Dunia pendakian Indonesia kembali berduka. Salah seorang pendaki dari Tim Kartini Freeport tewas akibat hipotermia (kondisi dimana mekanisme tubuh kesulitan mengatasi tekanan suhu dingin). Erik Erlangga bersama timnya sedang melakukan perjalanan turun dari Pyramid Carstensz (4.848 meter). Mereka dihadang badai salju semalam (16/4).
(Baca : 10 Catatan Terburuk dalam Tragedi Pendakian Everest)
Erik merupakan anggota pendukung dalam tim tersebut. Tim Kartini Freeport beranggotakan (sebagian besar) para pegawai Freeport bersama para istri mereka. Tim tersebut akan merayakan hari Kartini yang jatuh pada 21 April nanti.
Jenazah Erik dan beberapa anggota tim yang masih hidup sudah dipindahkan ke Tembagapura, kabupaten Mimika dengan Chopper. Tersisa 8 orang perempuan, 8 orang tim pendukung, dan 4 orang Emergency Rescue Group (ERG) dari tim Kartini yang masih dalam proses evakuasi.
Walau Cartensz bukan yang tertinggi di Bumi, namun ia memang memiliki medan yang sulit bahkan untuk pendaki veteran. Pat Morrow dalam bukunya Beyond Everest menyatakan bahwa mendaki Carstensz termasuk sulit, namun Everest tidak. Para pendaki yang tergabung dalam tim Kartini pun bukanlah pendaki pemula, sebelumnya mereka telah beberapa kali mendaki Carstensz.
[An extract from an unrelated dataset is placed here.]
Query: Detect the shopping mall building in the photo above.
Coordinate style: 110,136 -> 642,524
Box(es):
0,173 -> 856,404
Puncak Carstensz berada di atas tebing batu setinggi 600 meter. Tidak cukup hanya dengan berjalan untuk mencapai puncak Carstensz, namun juga harus dapat memanjat tebing, menggunakan harness, tali penyambung dengan ascender. Dan kala turun, fasih menggunakan descender.
(Baca pula : Dua Penyandang Disabilitas Ini Patahkan Peraturan Baru Pendakian Everest)
Hanya saja, sesempurna apapun yang dipersiapkan, manusia tidak pernah bisa melawan alam. Cuaca yang dalam sekejap berubah dan tidak bisa diprediksi, seperti pada kasus ini dapat saja suatu saat terjadi lagi. Pada akhirnya, semua pendaki harus siap pada setiap kemungkinan keadaan, bahkan yang terburuk sekalipun.